This can be adapted to compute the average time for an order execution, but for simplicity's sake, this example will showcase the SUM's implementation.

Let's say these are the values stored in a database table named trades: (notation: Duration(1, 500) is a Duration object that has been created using private Duration.create(1L second, 500 nanoseconds))

TradeId	dollar_value	execution_time
0	1000	`Duration(1, 500)`
1	50	`Duration(0, 65000)`
2	250	`Duration(12, 888 888)`

To compute execution_time.SUM, the binding can start by copying Duration(1, 500) in the aggregated column.

To simplify this example, let's assume that all data must be aggregated at index 0 of the aggregated column.

First, binding.copy(0, 0) is called, with this definition:

public class DurationBinding extends AAggregationBinding {
  @Override
  public void copy(final int from, final int to) {
    final Duration sourceDuration = source.read(from);
    destination.write(to, sourceDuration);
  }
}

Following the Java Memory model, this action will add in the corresponding cell of the aggregated column a reference to the actual Duration(1, 500) that is stored on heap. Then, to aggregate the next value, the binding can call binding.aggregate(1, 0):

public class DurationBinding extends AAggregationBinding {
  @Override
  public void aggregate(final int from, final int to) {
    final Duration sourceDuration = source.read(from);
    final Duration currentDuration = destination.read(to);
    destination.write(to, currentDuration.plus(sourceDuration));
  }
}

However, doing so will, according to Duration#plus(Duration)'s javadoc, create a new Duration object as the result of the sum. This means that every aggregation operation creates a new object on the heap, and allows the previous object to be garbage collected once it is referenced no more.

This is problematic, because aggregation bindings are performance sensitive, and this method may be called millions of times, thus creating millions of transient instances of the class java.time.Duration and needlessly putting pressure on the application.

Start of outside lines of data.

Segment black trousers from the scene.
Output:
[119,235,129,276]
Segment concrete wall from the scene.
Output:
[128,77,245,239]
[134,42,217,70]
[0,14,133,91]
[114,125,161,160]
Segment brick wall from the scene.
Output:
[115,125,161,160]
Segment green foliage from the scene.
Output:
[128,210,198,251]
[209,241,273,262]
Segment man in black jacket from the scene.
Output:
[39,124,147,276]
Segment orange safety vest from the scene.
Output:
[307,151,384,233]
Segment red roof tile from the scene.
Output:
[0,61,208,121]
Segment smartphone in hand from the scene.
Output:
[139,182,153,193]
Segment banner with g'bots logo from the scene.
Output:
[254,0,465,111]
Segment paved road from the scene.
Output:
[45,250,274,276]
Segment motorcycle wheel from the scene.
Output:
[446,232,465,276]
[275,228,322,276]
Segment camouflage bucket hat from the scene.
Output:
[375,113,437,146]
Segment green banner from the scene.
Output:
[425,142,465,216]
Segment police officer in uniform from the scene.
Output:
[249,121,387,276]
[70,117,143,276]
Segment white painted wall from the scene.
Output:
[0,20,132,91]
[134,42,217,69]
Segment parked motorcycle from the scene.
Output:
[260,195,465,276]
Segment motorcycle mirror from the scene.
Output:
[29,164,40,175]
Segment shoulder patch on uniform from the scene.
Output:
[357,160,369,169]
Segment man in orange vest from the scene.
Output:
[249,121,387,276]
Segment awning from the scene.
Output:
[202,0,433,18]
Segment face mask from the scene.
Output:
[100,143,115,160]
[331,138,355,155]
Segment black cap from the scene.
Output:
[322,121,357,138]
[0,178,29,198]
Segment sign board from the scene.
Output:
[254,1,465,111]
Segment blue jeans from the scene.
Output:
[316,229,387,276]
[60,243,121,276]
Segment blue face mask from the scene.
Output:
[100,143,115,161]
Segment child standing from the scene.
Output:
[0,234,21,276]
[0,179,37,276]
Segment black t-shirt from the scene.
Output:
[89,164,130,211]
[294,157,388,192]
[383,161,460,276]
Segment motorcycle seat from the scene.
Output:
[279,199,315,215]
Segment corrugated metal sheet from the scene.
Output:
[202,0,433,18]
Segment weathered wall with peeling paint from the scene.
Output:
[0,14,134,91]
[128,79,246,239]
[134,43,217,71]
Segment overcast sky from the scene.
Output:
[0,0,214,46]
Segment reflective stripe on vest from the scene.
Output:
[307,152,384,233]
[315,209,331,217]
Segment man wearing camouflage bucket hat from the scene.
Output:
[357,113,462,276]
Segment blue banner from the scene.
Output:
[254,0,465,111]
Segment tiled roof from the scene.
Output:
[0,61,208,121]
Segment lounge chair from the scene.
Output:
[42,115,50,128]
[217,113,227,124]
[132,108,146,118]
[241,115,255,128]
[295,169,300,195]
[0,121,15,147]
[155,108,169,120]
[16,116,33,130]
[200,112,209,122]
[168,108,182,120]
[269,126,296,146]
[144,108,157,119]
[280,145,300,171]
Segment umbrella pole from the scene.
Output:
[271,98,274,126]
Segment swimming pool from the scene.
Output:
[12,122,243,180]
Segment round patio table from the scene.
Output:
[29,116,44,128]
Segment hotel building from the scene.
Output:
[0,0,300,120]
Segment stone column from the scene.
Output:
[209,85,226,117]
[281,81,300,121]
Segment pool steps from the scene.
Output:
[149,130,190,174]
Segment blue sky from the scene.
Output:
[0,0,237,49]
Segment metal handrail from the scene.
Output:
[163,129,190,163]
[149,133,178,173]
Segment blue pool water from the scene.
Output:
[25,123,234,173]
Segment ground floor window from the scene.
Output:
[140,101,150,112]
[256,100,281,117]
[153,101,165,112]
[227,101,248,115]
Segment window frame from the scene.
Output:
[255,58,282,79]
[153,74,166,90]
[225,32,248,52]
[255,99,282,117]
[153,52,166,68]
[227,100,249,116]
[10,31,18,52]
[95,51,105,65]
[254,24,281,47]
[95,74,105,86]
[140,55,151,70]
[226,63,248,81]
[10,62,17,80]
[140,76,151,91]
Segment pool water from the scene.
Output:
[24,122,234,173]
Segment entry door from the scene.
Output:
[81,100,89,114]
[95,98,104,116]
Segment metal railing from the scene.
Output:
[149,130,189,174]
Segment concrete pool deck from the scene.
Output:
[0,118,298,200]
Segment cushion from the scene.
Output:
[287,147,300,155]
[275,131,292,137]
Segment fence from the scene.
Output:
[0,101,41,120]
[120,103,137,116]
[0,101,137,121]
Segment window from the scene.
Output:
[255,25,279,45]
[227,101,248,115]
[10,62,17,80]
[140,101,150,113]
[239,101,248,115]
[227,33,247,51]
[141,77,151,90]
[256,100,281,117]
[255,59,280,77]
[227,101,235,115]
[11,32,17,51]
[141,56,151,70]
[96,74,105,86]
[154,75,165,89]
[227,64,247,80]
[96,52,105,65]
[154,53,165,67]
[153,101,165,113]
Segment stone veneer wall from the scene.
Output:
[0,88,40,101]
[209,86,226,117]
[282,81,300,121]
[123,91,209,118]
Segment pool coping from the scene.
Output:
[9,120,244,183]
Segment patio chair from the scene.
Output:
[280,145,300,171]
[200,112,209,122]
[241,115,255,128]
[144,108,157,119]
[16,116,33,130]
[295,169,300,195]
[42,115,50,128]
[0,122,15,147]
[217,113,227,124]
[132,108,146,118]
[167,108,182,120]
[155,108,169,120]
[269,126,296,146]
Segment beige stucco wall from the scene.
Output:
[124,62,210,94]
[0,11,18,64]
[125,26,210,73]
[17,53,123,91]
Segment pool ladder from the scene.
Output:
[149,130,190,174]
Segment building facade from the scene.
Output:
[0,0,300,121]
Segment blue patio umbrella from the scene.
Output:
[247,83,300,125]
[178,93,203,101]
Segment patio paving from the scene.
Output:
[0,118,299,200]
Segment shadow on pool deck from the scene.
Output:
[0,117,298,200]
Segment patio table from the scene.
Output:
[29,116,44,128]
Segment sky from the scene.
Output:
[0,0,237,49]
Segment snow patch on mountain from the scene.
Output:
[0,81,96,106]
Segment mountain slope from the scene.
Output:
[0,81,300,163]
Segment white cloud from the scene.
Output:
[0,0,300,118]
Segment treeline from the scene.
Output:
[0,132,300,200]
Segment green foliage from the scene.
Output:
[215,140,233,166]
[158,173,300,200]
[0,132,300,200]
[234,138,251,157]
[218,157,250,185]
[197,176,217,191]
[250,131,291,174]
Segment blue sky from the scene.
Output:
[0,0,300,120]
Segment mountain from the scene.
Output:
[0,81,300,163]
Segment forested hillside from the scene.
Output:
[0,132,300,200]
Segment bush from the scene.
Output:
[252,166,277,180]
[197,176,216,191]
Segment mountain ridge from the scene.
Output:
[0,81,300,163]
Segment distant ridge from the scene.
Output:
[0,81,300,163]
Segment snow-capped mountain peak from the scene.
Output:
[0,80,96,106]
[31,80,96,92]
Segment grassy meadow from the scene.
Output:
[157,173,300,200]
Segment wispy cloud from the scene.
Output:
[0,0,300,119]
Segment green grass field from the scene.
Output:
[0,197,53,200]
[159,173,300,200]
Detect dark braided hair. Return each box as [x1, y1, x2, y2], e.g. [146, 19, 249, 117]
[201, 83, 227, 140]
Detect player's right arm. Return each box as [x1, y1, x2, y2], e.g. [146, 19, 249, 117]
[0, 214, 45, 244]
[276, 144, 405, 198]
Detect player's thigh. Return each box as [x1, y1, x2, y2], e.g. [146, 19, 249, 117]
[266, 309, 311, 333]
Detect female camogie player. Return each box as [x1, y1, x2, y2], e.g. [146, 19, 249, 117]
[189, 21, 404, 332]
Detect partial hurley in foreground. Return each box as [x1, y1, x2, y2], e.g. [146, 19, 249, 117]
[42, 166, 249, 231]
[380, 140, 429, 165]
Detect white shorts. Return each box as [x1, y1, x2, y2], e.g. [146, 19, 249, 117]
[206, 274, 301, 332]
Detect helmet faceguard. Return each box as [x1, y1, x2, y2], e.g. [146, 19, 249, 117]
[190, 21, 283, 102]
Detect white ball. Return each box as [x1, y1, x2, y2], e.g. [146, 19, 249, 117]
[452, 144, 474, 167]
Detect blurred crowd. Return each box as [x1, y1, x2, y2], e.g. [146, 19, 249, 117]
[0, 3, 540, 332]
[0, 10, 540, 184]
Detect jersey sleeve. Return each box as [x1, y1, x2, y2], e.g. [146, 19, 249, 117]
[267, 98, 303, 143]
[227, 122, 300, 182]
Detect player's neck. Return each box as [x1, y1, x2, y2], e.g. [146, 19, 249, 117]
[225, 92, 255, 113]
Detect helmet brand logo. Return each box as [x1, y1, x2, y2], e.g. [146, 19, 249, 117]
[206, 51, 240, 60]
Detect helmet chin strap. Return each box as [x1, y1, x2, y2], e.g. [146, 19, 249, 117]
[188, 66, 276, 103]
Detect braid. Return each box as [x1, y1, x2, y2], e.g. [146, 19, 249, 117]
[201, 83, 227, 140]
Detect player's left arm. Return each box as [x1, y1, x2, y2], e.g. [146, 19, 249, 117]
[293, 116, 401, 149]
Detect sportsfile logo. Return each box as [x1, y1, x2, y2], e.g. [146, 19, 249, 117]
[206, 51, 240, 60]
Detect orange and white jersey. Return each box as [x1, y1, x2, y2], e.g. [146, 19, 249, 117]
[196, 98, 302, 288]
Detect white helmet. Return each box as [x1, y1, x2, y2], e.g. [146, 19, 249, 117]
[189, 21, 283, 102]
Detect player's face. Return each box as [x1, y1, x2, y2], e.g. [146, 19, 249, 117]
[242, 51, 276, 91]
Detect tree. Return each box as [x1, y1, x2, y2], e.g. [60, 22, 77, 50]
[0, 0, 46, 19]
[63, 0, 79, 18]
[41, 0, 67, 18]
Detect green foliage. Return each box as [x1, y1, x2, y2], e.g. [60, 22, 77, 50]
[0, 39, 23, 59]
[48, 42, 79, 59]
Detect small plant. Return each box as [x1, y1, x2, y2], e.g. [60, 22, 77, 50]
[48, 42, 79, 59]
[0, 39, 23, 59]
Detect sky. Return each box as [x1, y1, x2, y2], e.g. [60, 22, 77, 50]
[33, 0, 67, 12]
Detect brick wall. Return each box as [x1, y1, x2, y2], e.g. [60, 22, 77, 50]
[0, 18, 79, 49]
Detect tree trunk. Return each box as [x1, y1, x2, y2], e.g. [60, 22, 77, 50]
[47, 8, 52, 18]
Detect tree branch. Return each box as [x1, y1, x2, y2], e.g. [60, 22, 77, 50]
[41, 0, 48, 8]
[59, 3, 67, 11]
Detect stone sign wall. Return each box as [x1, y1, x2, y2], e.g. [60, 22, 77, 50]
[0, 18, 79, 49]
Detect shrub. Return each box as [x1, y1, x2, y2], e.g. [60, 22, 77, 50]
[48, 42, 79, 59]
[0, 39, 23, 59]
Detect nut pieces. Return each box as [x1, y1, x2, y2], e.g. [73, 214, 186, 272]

Since no way around this issue can be found while using the immutable java.time.Duration, there is a strong incentive to create a mutable copy of the class, which will be called MutableDuration in the rest of this page.

This isn't so far-fetched: before Java 8, time representations were so poor that org.joda.time was developed as a very popular open-sourced alternative. org.joda.time.MutableDateTime was created as part of this alternative, and serves as a model for this example.

MutableDuration will have the exact same API as java.time.Duration, but for this example's sake, public Duration plus(Duration) is replaced by public void plus(MutableDuration). This method mutates the current object.

The binding now evolves to become:

public class MutableDurationBinding extends AAggregationBinding {
  @Override
  public void aggregate(final int from, final int to) {
    final MutableDuration sourceDuration = source.read(from);
    final MutableDuration currentDuration = destination.read(to);
    currentDuration.plus(sourceDuration); // no need to write to the destination column anymore, as the currentDuration is modified in place.
  }
}

To recap,

binding.copy(0, 0) will copy MutableDuration(1, 500) to the aggregated column, in the cell of index 0.
binding.aggregate(1, 0) will aggregate MutableDuration(0, 65000) into the current value in the cell at index 0.

However, this operation is now mutating the instance MutableDuration(1, 500). It just became MutableDuration(1, 65500). Because objects are passed-by-value, the MutableDuration being modified is the object stored on the Java Heap that is referenced from the database table trades

To prevent this undesirable side-effect from ever happening, the copy method of the binding must be smarter: it needs to clone the MutableDuration instead of simply passing it, and store the cloned object in the aggregated column:

public class MutableDurationBinding extends AAggregationBinding {
  @Override
  public void copy(final int from, final int to) {
    final MutableDuration sourceDuration = source.read(from);
    destination.write(to, MutableDuration.from(sourceDuration)); // write a clone that is only owned by the aggregated column.
  }
}

This solution will not have any side effect, but it will still prove costly memory-wise. Indeed, if there are lots of aggregated values that are computed simply by copying an initial contribution, without ever aggregating further contributions, it will have cloned many MutableDuration objects to no benefit.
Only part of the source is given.